João de Deus nasceu em 8 de março de 1830, filho de Isabel Gertrudes Martins e de Pedro José dos Ramos, era o quarto de catorze irmãos, estudou latim na sua terra natal e ingressou no Seminário de Coimbra. Em 1850, aos 19 anos de idade, entrou na Universidade para estudar Leis. Envolvido na vida boémia, teve um percurso académico conturbado, com interrupções e reprovações por faltas. Mas, logo em 1850, revelou dotes poéticos, escrevendo versos que circularam manuscritos no meio académico. São de 1851 o poema Pomba e a elegia Oração, logo reconhecidos e ganha reputação como poeta lírico. Em 1858 tem uma crítica fortemente elogiosa A propósito de um Poeta, publicada no Instituto por Antero de Quental. Terminado o curso, fica em Coimbra, com pouca advocacia e alguma poesia, de carácter satírico. Escreve A lata (1860, primeira obra autónoma) e A Marmelada. Em 1862 aceita ser redator de “O Bejense”, colaborando na imprensa regional do sul. Regressa a Messines em 1864, onde redige a Folha do Sul, optando em 1868 por partir para Lisboa. Para sobreviver faz traduções, escreve sermões e hinos para cerimónias religiosas, além de colaborações literárias várias. Por insistência de amigos, apresenta-se às eleições gerais de março de 1868 (ano da janeirinha) como candidato independente pelo Círculo de Silves, saindo vitorioso, apesar de combate renhido e de um desempate. Sobre o Parlamento disse ao “Correio da Noite” em 1869: “Que diacho querem vocês que eu faça no Parlamento? Cantar? Recitar versos? Deve ser gaiola que talvez sirva para dormir lá dentro a ouvir a música dos outros pássaros. Dormirei com certeza!”. Regressado à vida civil torna-se um poeta reconhecido, publicando “Flores do Campo” (1869) e depois, por Teófilo Braga, “Campo de Flores” (1893), celebrada antologia.

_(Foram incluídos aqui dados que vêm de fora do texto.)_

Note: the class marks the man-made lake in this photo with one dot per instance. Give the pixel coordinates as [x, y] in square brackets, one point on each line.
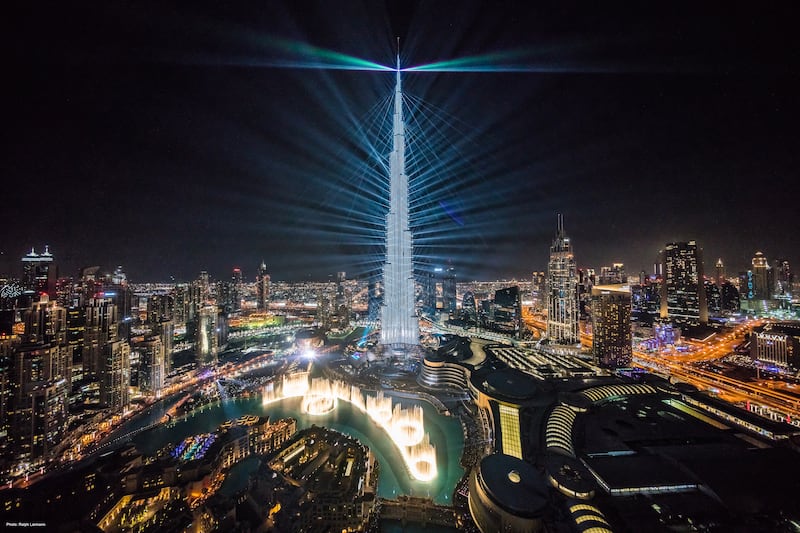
[445, 434]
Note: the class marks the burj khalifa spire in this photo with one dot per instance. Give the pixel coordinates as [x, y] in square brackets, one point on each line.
[399, 323]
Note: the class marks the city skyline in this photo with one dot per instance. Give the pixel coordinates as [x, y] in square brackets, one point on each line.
[130, 137]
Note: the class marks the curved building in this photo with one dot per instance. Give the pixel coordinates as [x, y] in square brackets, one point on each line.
[507, 494]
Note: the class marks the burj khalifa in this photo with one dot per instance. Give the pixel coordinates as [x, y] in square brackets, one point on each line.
[399, 323]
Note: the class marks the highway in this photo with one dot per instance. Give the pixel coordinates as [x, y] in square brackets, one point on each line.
[682, 367]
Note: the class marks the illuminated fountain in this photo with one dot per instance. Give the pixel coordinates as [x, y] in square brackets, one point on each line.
[295, 384]
[319, 400]
[405, 425]
[379, 408]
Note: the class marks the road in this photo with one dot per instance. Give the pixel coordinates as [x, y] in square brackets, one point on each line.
[683, 367]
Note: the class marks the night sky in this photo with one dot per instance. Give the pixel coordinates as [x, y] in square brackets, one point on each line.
[171, 140]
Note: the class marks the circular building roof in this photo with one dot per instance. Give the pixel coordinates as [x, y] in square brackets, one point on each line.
[508, 383]
[570, 476]
[514, 485]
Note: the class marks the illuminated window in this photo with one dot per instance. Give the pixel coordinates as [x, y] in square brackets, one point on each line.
[509, 428]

Em 1876, menos de um ano depois da morte de António Feliciano de Castilho e perante a perda de influência do método de leitura criado por este, João de Deus envolve-se na campanha de alfabetização, escrevendo a “Cartilha Maternal”, um novo método de ensino da leitura, que o haveria de distinguir como pedagogo, revendo o método de Castilho e considerando os contributos de Pestalozzi e Froebel, dando-lhes um carácter de maior consistência e maturidade, graças à consideração do ritmo poético. Herculano, pouco antes de morrer e Adolfo Coelho consideram o contributo excecional. O método, bastante inovador, foi dois anos depois, e por proposta do deputado Augusto Portugal Ribeiro aprovado como o método nacional de aprendizagem da escrita da língua portuguesa. Graças a esta decisão, João de Deus teve nomeação vitalícia como “Comissário Geral da Leitura”, morrerá em 1896. Mercê do mecenato de Casimiro Freire (1882) e do empenhamento do filho do poeta, João de Deus Ramos, na Associação de Escolas Móveis (1908), com o apoio de João de Barros, cria-se, a partir de 1911, a rede de Jardins-Escola João de Deus (sendo o primeiro em Coimbra) com influência decisiva até aos nossos dias. E a perenidade do sucesso deve-se ao seu fundamento poético e artístico!